Four Films by Ephraim Asili

[Double click video to watch full screen]

Many Thousands Gone, 2014 (08:00), 4:3, 16mm film, Filmed on location in Salvador, Brazil (the last city in the Western Hemisphere to outlaw slavery) and Harlem, NY ( an international stronghold of the African Diaspora), Many Thousands Gone draws parallels between a summer afternoon on the streets of the two cities. A silent version of the film was given to jazz multi-instrumentalist Joe McPhee to use an interpretive score. The final film is the combination of the images and McPhee’s real time “sight reading” of the score.

Movie Tote, [07:43], Constructed entirely from clips gleaned from the digitized contents of the Prelinger Archives, Movie Tote explores the history of race and class in the United States

American Hunger, 2013 (19:00), 16:9, 16mm film, Oscillating between a street festival in Philadelphia, the slave forts and capitol city of Ghana, and the New Jersey shore, American Hunger explores the relationship between personal experience and collective histories. American fantasies confront African realities. African realities confront America fantasies.
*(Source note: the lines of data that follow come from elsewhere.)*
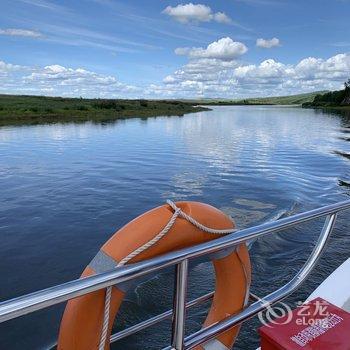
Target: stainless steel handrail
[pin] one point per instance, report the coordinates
(38, 300)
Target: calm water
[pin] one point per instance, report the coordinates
(65, 189)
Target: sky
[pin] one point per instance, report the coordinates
(173, 49)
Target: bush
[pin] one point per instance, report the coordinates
(105, 104)
(81, 108)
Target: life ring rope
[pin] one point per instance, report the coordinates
(177, 213)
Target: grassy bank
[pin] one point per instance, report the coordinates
(333, 100)
(41, 109)
(277, 100)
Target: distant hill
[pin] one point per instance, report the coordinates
(340, 98)
(275, 100)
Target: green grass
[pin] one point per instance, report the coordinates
(275, 100)
(40, 109)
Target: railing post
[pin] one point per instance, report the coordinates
(179, 315)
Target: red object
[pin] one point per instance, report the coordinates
(317, 325)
Points on a Space Age, 2007 (33:00), 4:3, video, “A documentary about the Arkestra, but it's one whose presentation reflects the multilevel approach Sun Ra had to music and life in general. Jump cuts and split screens dot the visual stream with home movie footage from the Arkestra in Egypt during the 1970s to the Arkestra of today led by Marshall Allen. Director Ephraim Asili wisely divides the 40 minutes into distinct chapters, illustrating each with band interviews, live footage, visuals of planets and NASA launches, and his voice quoting writings from Ra. The effect is cohesive and vibrant, bringing the gentle, funky and wholly human universe of Sun Ra into a surprisingly contemporary focus. The editing is well done and brings clarity to the narrative, so one doesn't get lost in the stream of images, and the footage is interesting and fun to watch. While Sun Ra is no longer on the planet, this doc sketches the possibility of a continuance of the spirit of Ra with the current Arkestra and, more importantly, ourselves” — Nilan Perera

Artist Bio:

Ephraim Asili, (1979, Roslyn, PA) is a Filmmaker, DJ, and Traveler whose work focuses on the African diaspora as a cultural force. His films have screened in festivals and venues all over the world, including the New York Film Festival, NY; Toronto International Film Festival, Canada; Ann Arbor Film Festival, MI; San Francisco International Film Festival, CA; Milano Film Festival, Italy; International Film Festival Rotterdam, Netherlands; MoMA PS1, NY; LAMOCA, CA; Museum of Fine Arts, Boston, MA; and the Whitney Museum, NY. As a DJ, Asili can be heard on his radio program In The Cut on WGXC, or live at his monthly dance party Botanica. Asili currently resides in Hudson, NY, and is a Professor in the Film and Electronic Arts Department at Bard College.